Lass die Leitung durch die Telekom bzw Congstar prüfen. Das gibt dir Gewissheit über die verfügbare Bandbreite. Diese Online-Tests nützen hier nichts, die können nur eine pauschale Aussage über den groben Netzausbau geben.


----------



## danomat (8. Mai 2012)

Bei uns haben wir mit nem speedport lte nen 60er ping beim zocken.


----------



## joasas (8. Mai 2012)

*AW: DSL-Verfügbarkeit verwirrend!?*

Und das gilt für ganz Deutschland bei Auslastung der Zelle? Das bezweifle ich. Wenn die Zelle mal voll ist bzw. mehr als 5 Nutzer hat, dann werden die Latenzen erheblich steigen.


----------



## K3n$! (8. Mai 2012)

*AW: DSL-Verfügbarkeit verwirrend!?*

Vielleicht verwechselst du da LTE mit UMTS. 
Bei der neuen Technik sind die Latenten lt. diverser Magazine deutlich (!) niedriger als bei UMTS. 
In der c't vom März '12 wird zum Beispiel von einem 30er Ping zu heise.de gesprochen. (Ort: Kölner Dom)
Die Übertragungsraten sind natürlich deutlich höher als bei UMTS. Sinken werden die sicherlich, 
aber fürs erste sind die Raten vollkommen ausreichend. 
Als Alternative kann man diese Form aber auf jeden Fall betrachten, wenngleich das Vergnügen nicht gerade günstig ist. 

70€ für 30GB ... 

Aber für manch einen ist das lohnenswert, wenn sonst nur max.

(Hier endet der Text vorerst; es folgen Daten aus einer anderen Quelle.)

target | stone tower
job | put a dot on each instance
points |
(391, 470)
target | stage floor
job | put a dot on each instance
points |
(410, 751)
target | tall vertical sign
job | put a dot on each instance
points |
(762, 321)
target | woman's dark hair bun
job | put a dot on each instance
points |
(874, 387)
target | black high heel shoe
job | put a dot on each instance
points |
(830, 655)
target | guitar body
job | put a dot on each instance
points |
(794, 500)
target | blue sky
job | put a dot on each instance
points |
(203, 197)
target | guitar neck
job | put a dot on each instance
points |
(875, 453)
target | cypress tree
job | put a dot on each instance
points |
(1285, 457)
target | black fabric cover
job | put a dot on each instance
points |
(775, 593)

UMTS mit 5GB Traffic daherkommt.


----------



## Crymes (10. Mai 2012)

Ich würd auch bei Easybell schauen.


----------



## TheOnLY (10. Mai 2012)

*AW: DSL-Verfügbarkeit verwirrend!?*



K3n$! schrieb:


> Vielleicht verwechselst du da LTE mit UMTS.
> Bei der neuen Technik sind die Latenten lt. diverser Magazine deutlich (!) niedriger als bei UMTS.
> In der c't vom März '12 wird zum Beispiel von einem 30er Ping zu heise.de gesprochen. (Ort: Kölner Dom)


 
Selbst die Latenzen von UMTS sind generell nicht so schlecht wie hier von vielen gesagt wird.Ich musste mein Handy für ca 3 Monate als Zugangspunkt nutzen. Trotz schlechtem Empfanges (1 bei echt gutem Wetter 2 Balken) liegen die Latenzen immer so um 90 bis 100 ms. Nur bei Gewitter sind die Latenzen echt schlecht, da oft der Empfang ganz abbricht.

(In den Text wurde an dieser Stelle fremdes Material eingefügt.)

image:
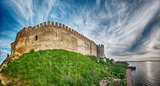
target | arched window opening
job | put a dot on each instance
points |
(36, 37)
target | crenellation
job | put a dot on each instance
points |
(69, 40)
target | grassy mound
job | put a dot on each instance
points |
(56, 67)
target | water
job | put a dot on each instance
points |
(147, 73)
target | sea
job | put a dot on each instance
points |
(147, 73)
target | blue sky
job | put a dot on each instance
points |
(129, 29)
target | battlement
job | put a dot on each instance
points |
(48, 24)
(54, 35)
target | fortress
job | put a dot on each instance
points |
(52, 35)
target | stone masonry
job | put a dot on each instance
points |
(54, 36)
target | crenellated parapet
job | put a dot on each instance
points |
(54, 35)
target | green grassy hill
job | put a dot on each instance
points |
(59, 67)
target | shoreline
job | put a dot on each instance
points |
(129, 77)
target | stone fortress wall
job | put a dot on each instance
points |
(54, 36)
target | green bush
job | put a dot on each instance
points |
(59, 67)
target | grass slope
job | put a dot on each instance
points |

Trtzdem würde ich von LTE abraten, wegen der abhänigkeit vom Empfang und der Volumenbegrenzung, wenn etwas anderes verfügbar ist.


----------



## Invisiblo (13. Mai 2012)

*AW: DSL-Verfügbarkeit verwirrend!?*

Hey,

erstmal danke für die Antworten!

Ich hab mal bei EasyBell geschaut und die sagen mir "Komplett Basic" sei bei mir verfügbar. In der Beschreibung des Tarifs steht natürlich *bis* 16000 kbit/s, aber ob da letztendlich trotzdem nur 2000 kbit/s rauskommen kann mir der Verfügbarkeitscheck auch nicht prophezeien. 

Muss man da auf gut Glück bestellen und gucken was man kriegt, oder kann man das noch irgendwie genauer definieren? Weil bis X kbit/s sagt eigentlich nicht viel aus.


----------



## Crymes (13. Mai 2012)

*AW: DSL-Verfügbarkeit verwirrend!?*

Das tolle ist, dass EasyBell bei jeder Leitung das DSL 16000er Profil schaltet, den Rest handelt dein Router mit dem Dslam aus.


----------



## TurricanVeteran (13. Mai 2012)

*AW: DSL-Verfügbarkeit verwirrend!?*



Invisiblo schrieb:


> Hey,
> 
> erstmal danke für die Antworten!
> 
> Ich hab mal bei EasyBell geschaut und die sagen mir "Komplett Basic" sei bei mir verfügbar. In der Beschreibung des Tarifs steht natürlich *bis* 16000 kbit/s, aber ob da letztendlich trotzdem nur 2000 kbit/s rauskommen kann mir der Verfügbarkeitscheck auch nicht prophezeien.


Du kannst aber die machbare bandbreite von easybell schätzen lassen. (geht irgendwo,guck mal auf der seite)
Wenn die tkom bei dir aber 2 mbit schalten würde, kannst du mit um die 6 mbit rechnen, wenn easybell die selbe doppelader wie die tkom benutzt. (was von wo geschalten wird, kann man als user aber nie im vornherein einsehen)


Crymes schrieb:


> Das tolle ist, dass EasyBell bei jeder Leitung das DSL 16000er Profil schaltet, den Rest handelt dein Router mit dem Dslam aus.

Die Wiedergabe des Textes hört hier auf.